0

What is an example of an infinite dimensional $C^{*}$ algebra with a Hilbert space structure (not merely pre-hilbert structure) such that the orthogonal complement of each closed left ideal is again a closed left ideal?

Ali Taghavi
  • 925
  • 1
    You mean a C*-algebra who's norm is given by a scalar product? – freishahiri Feb 14 '15 at 20:51
  • 1
    Hopefully you don't mean that, because such a thing doesn't exist with dimension greater than 1. What do you mean exactly Ali? – Jonas Meyer Feb 14 '15 at 23:06
  • @JonasMeyer Interesting.

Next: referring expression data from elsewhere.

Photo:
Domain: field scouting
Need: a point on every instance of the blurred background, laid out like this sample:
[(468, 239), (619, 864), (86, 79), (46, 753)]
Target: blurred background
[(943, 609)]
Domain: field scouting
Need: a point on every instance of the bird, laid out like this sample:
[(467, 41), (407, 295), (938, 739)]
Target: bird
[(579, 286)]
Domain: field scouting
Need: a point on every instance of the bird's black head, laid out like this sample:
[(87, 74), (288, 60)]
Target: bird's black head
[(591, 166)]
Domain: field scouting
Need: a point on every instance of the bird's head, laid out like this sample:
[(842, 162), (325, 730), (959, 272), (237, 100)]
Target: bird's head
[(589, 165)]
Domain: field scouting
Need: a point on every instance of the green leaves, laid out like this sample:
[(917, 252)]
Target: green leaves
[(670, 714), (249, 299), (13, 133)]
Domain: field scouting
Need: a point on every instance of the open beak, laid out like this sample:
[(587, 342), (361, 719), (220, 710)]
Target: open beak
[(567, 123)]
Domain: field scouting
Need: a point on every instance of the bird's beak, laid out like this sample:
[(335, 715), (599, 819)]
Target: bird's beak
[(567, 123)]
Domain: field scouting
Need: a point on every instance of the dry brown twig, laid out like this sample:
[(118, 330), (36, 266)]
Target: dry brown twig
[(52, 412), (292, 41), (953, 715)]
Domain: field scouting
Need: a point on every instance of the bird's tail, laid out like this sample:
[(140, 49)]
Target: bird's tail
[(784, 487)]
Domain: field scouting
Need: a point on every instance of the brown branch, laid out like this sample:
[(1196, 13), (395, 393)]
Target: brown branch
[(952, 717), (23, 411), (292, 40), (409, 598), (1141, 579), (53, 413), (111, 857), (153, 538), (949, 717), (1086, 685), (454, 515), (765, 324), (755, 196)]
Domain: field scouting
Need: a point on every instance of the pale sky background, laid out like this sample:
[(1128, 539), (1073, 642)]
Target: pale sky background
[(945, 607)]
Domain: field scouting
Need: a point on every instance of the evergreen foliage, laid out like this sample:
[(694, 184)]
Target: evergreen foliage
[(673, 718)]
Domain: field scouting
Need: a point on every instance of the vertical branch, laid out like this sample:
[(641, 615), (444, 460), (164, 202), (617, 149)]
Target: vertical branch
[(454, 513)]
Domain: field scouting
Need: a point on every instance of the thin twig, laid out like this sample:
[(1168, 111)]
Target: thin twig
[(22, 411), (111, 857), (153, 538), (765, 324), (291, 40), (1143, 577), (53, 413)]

Please could you elaborate on your comment? – Rudy the Reindeer Feb 14 '15 at 23:38
  • 1
    @RudytheReindeer:http://math.stackexchange.com/q/112844 – Jonas Meyer Feb 14 '15 at 23:47
  • @JonasMeyer Sorry for my delay. No but I mean a Hilbert space structure whose topology coincide to the original topology of C^* algebra. – Ali Taghavi Feb 15 '15 at 18:33
  • @Freeze_S sorry for my delay. Please read the above comment. My motivation is the finite dimensional algebras. – Ali Taghavi Feb 15 '15 at 18:34
  • 1
    @AliTaghavi: do you have an example of an infinite-dimensional $C^*$-algebra which is isomorphic to a Hilbert space as topological vector space? – Yurii Savchuk Feb 20 '15 at 08:28
  • @YuriiSavchuk No I don't have. What about if we try with that C* algebra generated by diagonal operators on H? – Ali Taghavi Feb 20 '15 at 09:35
  • @AliTaghavi: I have just learned from here http://math.stackexchange.com/questions/112844/c-algebra-which-is-also-a-hilbert-space?rq=1 that every infinite dimensional C-algebra is a strict subset of its second dual. (See the second answer and discussion there). It shows that infinite dimensional $C^$-algebras cannot have the topology of a Hilbert space. – Yurii Savchuk Feb 20 '15 at 09:48
  • @YuriiSavchuk What about if we intersect the later algebra with finite rank or trace class operators? – Ali Taghavi Feb 20 '15 at 09:49
  • 2
    @AliTaghavi: But finite-rank operators and trace-class operators are not closed in $B(H).$ If you take all diagonal operators, it is isometrically isomorphic to $\ell^\infty,$ which is not reflexive. Hence cannot have the topology of a Hilbert space. – Yurii Savchuk Feb 20 '15 at 09:57
  • @YuriiSavchuk thank you for the link. – Ali Taghavi Feb 21 '15 at 17:09

0 Answers0